Popular Instagram user starts "Social Media Is Not Real Life" campaign

Fashion bloggers, fitness experts, and your everyday photogenic members of society make up a new class of celebrities who find most of their fame on Instagram.

Essena O'Neill is no different.

She's an 18-year-old, regular teen from Australia and just happens to have half a million followers on Instagram. She also had 200,000 followers on YouTube and Tumblr and 60,000 on Snapchat before they became inactive.

Many of her posts included selfies, outfits, and #fitspo or fitness photos.

But last week, O'Neill decided that she was done with social media.

She deleted 2000 photos, renamed her account to "Social Media Is Not Real Life," and also changed the captions on existing photos with the truth behind them.

The new captions include how much she was paid for certain posts, how many attempts it took to get the shot, and the pressures she felt to appear perfect.

"I've spent the majority of my teenage life being addicted to social media, social approval, social status, and my physical appearance," O'Neill wrote in her last Instagram post published on October 27, "[Social media] is contrived images and edited clips ranked against each other. It's a system based on social approval, likes, validation, in views, success in followers. it's perfectly orchestrated self-absorbed judgement."

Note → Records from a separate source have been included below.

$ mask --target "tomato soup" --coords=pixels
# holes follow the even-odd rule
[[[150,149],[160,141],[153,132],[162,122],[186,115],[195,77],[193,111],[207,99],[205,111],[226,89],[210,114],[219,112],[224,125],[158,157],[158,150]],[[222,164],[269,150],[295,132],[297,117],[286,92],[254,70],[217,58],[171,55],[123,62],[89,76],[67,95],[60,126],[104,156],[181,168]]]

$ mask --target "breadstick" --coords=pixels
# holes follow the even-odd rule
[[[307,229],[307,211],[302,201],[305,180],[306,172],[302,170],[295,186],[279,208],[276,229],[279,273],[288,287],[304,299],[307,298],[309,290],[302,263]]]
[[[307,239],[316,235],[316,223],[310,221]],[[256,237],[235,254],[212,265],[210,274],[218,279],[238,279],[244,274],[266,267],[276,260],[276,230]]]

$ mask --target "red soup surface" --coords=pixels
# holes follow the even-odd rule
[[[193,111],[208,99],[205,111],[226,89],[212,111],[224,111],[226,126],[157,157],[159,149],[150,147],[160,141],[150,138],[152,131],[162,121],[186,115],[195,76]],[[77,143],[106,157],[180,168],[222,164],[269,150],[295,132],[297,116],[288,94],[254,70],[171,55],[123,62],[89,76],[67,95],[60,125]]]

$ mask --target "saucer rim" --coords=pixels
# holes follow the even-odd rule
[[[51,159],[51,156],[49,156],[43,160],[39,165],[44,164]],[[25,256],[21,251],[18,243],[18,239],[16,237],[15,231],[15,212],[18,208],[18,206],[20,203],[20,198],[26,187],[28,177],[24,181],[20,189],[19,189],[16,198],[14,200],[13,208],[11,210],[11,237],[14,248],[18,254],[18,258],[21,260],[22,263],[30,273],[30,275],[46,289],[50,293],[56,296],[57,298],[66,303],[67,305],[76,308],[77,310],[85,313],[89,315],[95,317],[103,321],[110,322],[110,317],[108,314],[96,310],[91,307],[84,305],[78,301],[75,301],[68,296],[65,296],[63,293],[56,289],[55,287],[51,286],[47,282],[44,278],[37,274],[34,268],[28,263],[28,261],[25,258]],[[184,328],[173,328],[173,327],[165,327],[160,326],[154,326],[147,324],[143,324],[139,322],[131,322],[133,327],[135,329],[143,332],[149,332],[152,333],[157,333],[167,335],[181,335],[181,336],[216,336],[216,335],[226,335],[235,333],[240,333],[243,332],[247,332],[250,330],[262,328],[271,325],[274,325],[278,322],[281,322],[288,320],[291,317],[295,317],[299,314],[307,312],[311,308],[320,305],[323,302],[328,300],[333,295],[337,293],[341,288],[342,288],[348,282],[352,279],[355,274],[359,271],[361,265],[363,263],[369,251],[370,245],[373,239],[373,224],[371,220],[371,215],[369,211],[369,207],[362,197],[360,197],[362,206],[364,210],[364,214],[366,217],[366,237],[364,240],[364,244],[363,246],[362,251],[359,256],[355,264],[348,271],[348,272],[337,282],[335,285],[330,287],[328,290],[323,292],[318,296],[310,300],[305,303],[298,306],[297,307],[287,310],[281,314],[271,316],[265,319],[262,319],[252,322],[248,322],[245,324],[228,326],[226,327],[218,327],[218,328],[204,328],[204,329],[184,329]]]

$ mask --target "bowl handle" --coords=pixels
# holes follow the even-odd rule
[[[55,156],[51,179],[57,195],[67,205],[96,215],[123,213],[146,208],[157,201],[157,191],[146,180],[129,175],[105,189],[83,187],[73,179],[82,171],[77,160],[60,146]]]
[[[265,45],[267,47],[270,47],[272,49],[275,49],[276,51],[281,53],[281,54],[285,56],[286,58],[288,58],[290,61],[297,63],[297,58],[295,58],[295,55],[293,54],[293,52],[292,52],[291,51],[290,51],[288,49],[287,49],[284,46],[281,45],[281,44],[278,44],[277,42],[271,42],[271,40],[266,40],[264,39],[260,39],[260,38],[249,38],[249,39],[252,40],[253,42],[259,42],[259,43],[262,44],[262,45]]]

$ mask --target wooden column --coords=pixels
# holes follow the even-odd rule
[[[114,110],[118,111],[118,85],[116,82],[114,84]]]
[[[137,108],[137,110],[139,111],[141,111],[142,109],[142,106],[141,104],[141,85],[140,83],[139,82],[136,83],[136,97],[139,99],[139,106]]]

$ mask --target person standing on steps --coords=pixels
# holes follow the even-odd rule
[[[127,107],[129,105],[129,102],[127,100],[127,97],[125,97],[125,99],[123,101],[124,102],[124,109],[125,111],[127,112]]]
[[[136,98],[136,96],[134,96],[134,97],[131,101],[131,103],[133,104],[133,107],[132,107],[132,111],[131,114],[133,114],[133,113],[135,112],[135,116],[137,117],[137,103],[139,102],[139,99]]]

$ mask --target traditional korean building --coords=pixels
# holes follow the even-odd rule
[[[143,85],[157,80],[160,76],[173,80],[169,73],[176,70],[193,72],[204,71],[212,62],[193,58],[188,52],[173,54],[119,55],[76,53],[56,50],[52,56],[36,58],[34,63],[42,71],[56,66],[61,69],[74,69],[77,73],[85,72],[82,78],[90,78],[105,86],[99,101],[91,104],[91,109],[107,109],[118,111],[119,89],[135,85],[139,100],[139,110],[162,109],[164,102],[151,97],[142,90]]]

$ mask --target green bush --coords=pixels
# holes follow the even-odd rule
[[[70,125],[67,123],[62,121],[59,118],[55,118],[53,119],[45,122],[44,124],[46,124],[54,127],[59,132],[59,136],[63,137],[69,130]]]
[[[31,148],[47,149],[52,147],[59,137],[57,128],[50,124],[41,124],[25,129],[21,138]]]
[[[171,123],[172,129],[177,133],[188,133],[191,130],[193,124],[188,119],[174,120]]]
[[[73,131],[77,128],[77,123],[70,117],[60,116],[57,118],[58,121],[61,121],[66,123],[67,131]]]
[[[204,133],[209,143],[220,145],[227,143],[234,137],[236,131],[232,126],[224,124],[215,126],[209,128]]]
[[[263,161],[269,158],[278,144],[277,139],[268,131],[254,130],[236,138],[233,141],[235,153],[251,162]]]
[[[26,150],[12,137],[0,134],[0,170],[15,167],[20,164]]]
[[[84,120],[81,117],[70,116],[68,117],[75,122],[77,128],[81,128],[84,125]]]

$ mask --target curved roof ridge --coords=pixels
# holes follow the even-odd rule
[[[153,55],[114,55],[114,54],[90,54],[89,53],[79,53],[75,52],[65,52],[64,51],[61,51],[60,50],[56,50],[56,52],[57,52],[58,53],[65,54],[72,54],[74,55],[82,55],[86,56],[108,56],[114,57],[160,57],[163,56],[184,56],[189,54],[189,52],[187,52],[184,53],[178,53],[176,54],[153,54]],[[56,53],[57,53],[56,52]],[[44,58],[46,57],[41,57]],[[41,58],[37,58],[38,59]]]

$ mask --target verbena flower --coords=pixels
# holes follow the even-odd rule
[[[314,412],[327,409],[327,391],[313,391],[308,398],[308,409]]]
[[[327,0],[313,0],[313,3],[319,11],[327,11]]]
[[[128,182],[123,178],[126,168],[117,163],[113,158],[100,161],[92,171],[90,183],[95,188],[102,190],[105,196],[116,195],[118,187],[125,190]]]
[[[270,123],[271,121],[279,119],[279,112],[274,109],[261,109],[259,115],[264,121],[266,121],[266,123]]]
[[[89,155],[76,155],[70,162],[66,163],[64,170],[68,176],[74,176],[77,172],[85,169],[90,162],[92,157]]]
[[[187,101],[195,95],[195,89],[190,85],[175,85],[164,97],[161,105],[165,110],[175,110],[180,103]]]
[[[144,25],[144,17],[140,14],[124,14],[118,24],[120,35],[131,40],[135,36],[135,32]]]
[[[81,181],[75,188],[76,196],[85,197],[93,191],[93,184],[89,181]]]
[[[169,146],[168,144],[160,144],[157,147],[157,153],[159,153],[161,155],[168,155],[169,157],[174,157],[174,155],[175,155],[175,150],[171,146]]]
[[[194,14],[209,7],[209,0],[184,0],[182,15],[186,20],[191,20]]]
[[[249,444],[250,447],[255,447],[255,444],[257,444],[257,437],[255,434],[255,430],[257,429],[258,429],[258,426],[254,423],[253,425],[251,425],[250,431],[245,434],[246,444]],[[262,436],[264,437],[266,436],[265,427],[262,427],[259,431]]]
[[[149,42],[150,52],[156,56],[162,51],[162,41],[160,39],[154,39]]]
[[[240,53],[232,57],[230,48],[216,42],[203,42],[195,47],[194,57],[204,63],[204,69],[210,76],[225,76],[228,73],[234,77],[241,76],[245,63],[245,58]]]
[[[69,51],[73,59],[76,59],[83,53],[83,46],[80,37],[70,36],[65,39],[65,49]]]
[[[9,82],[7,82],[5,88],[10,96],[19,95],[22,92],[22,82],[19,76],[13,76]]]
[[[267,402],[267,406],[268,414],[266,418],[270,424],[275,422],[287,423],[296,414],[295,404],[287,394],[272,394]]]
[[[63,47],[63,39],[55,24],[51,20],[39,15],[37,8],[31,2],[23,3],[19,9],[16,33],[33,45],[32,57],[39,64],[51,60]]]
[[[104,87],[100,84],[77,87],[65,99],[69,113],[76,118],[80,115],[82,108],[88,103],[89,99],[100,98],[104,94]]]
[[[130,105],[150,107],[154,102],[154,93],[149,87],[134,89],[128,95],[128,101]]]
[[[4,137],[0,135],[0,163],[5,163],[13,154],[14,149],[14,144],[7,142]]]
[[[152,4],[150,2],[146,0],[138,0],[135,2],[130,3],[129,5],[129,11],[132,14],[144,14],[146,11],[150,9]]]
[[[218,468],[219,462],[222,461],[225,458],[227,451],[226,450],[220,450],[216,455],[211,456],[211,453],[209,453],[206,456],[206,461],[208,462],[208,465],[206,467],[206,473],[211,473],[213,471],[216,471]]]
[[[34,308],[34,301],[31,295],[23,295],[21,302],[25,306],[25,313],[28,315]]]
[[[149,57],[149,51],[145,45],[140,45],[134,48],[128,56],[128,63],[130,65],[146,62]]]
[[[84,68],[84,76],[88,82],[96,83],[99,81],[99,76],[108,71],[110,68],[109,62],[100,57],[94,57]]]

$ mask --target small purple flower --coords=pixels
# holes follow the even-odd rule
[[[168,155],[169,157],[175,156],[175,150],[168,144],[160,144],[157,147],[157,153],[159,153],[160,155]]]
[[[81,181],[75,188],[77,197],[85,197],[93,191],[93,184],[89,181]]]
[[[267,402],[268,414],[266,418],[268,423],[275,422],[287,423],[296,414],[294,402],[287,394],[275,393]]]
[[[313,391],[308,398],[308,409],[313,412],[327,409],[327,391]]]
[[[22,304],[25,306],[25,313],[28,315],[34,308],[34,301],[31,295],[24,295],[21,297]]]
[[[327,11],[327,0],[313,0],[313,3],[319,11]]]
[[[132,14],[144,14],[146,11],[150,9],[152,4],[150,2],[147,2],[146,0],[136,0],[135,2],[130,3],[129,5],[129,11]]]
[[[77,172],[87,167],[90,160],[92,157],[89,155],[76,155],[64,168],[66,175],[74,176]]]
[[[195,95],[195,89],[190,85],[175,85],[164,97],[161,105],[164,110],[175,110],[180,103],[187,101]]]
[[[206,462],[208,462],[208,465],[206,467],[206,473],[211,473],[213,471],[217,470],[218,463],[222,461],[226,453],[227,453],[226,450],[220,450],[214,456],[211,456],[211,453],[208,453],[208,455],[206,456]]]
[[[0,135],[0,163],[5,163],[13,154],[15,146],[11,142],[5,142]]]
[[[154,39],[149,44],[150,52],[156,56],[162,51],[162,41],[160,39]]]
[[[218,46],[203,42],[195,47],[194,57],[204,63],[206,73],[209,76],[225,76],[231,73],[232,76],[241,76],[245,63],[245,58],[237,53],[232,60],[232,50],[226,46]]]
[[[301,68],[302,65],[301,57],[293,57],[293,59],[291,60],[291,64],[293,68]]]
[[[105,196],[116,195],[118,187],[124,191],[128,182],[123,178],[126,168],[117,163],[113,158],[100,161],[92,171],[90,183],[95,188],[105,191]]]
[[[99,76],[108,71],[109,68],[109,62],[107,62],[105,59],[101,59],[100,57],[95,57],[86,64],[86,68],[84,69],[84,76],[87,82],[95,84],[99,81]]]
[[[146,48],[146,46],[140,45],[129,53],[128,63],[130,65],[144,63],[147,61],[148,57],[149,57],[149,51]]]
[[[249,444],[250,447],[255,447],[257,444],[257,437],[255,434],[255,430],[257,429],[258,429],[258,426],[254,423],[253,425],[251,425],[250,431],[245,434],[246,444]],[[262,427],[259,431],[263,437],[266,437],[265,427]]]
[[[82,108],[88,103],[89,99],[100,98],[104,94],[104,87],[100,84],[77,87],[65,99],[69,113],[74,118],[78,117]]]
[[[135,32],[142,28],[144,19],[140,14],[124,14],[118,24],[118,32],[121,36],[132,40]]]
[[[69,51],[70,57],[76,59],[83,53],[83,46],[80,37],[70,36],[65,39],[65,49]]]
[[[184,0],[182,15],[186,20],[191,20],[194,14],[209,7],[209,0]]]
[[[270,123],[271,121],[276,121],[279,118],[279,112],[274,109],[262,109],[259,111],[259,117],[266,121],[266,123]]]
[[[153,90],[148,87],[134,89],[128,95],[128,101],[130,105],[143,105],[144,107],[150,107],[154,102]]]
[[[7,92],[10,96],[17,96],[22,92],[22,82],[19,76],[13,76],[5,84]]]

"How can we see ourselves and our true purpose/talents if we are constantly viewing others?" she said, "Many of us are in so deep we don't realize [social media's] delusional powers and the impact it has on our lives."

In addition to changing the basis of her Instagram, O'Neill made a video on YouTube explaining how people make money off social media.

Since then, she's moved from YouTube to Vimeo, where she will upload daily videos because of its "positive and value based ranking, not likes or followers or BS ads."